In 2009, researchers from the Institute of Environmental Biotechnology Graz University of Technology (TU Graz), found that locally grown Styrian oilseed pumpkins, harboured specific bacterial communities that protected them from disease outbreaks. In recent years the plants had suffered significant weather damage and consequently came under heavy fungal attack. Plants that remained healthy were shown to have different bacterial communities to those that succumbed to disease.
Protective bacterial communities produced highly effective volatiles that inhibited the growth of both human and plant pathogens in laboratory experiments. “We continued to conduct research on the volatile substances of these bacteria to find out how they combat pathogens so effectively” said Gabriele Berg, head of the Institute of Environmental Biotechnology at TU Graz . Analytical methods that allowed high-throughput screening for bioactive compounds were developed by Tomislav Cernava at the Institute for Environmental Biotechnology of TU Graz and published in the journal Frontiers in Microbiology. The composition of these volatile mixtures were gradually deciphered, and a previously uncharacterized diazine group with highly pronounced antimicrobial effects was identified.
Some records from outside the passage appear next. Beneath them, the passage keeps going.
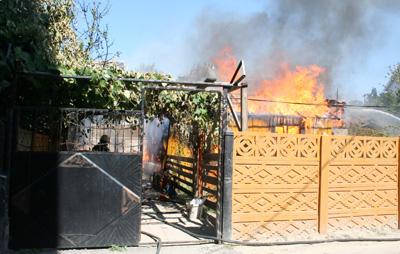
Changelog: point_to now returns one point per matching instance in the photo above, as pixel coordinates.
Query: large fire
(295, 91)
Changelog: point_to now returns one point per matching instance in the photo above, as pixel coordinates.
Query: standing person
(102, 146)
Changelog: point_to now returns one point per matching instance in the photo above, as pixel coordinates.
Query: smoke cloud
(297, 32)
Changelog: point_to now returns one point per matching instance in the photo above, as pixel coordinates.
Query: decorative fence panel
(275, 185)
(362, 182)
(286, 186)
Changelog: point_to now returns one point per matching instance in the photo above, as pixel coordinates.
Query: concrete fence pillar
(323, 185)
(227, 186)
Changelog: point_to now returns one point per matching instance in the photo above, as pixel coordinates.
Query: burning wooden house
(330, 123)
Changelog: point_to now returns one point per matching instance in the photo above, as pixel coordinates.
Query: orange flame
(298, 90)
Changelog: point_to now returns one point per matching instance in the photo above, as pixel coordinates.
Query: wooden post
(243, 108)
(199, 165)
(323, 185)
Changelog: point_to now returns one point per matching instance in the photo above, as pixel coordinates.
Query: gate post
(227, 186)
(323, 185)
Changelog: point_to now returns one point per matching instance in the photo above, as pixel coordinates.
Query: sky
(161, 33)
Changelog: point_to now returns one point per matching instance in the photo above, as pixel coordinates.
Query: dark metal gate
(67, 190)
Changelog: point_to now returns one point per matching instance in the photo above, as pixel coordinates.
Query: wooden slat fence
(184, 172)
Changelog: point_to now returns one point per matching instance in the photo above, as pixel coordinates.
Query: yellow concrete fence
(291, 184)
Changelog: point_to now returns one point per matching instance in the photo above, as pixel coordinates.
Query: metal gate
(75, 178)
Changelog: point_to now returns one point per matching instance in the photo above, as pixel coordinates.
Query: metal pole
(223, 129)
(243, 108)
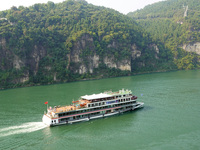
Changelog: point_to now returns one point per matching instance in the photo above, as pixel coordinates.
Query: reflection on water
(24, 128)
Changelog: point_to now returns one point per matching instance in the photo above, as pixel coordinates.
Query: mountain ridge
(73, 40)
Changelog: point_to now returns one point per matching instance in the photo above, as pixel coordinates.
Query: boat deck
(75, 106)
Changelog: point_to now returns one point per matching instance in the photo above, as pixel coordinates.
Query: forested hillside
(73, 40)
(176, 24)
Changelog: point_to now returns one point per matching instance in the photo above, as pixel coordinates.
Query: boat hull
(54, 122)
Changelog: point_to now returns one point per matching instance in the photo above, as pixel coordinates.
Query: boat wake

Following this discovery, work focused on transferring this natural antimicrobial to industrial applications including shelf-life extending formulations for industrial bakeries and meat processing facilities. Specific derivatives were also shown to be highly promising surface disinfectants and so trials were conducted with biotic surfaces such as eggshells.
Microbial contamination can be a real challenge for egg hatcheries. To overcome the problem, formaldehyde fumigation of the eggs has been common practice in European large-scale hatcheries for many years. The practice is perfectly legal, however it can prove problematic and hazardous for local residents. Describing the problems, Tomislav Cernava commented “Formaldehyde evaporates quickly and you can’t control it completely in large-scale hatcheries – some gas always escapes”. Formaldehyde is carcinogenic and harmful to the environmental and so the EU has been searching for an effective alternative for the treatment of hatching eggs.
In pre-industrial scale applications for the decontamination of eggshells, the Institute of Environmental Biotechnology of TU Graz in collaboration with the Austrian Centre of Industrial Biotechnology showed that the novel surface treatment eliminated up to 99.6 % of germs. This data is comparable to conventional formaldehyde treatments and thus offers a promising and non-toxic replacement. Another advantage of this substance is that it is liquid at room temperature, but also evaporates easily, meaning the same equipment can be used that currently is for fumigation with formaldehyde. The results have just been published in the scientific journal Scientific Reports. As a next step, tests must be conducted on a large scale. It is hoped that these antimicrobial products could be made available to the health sector in the future.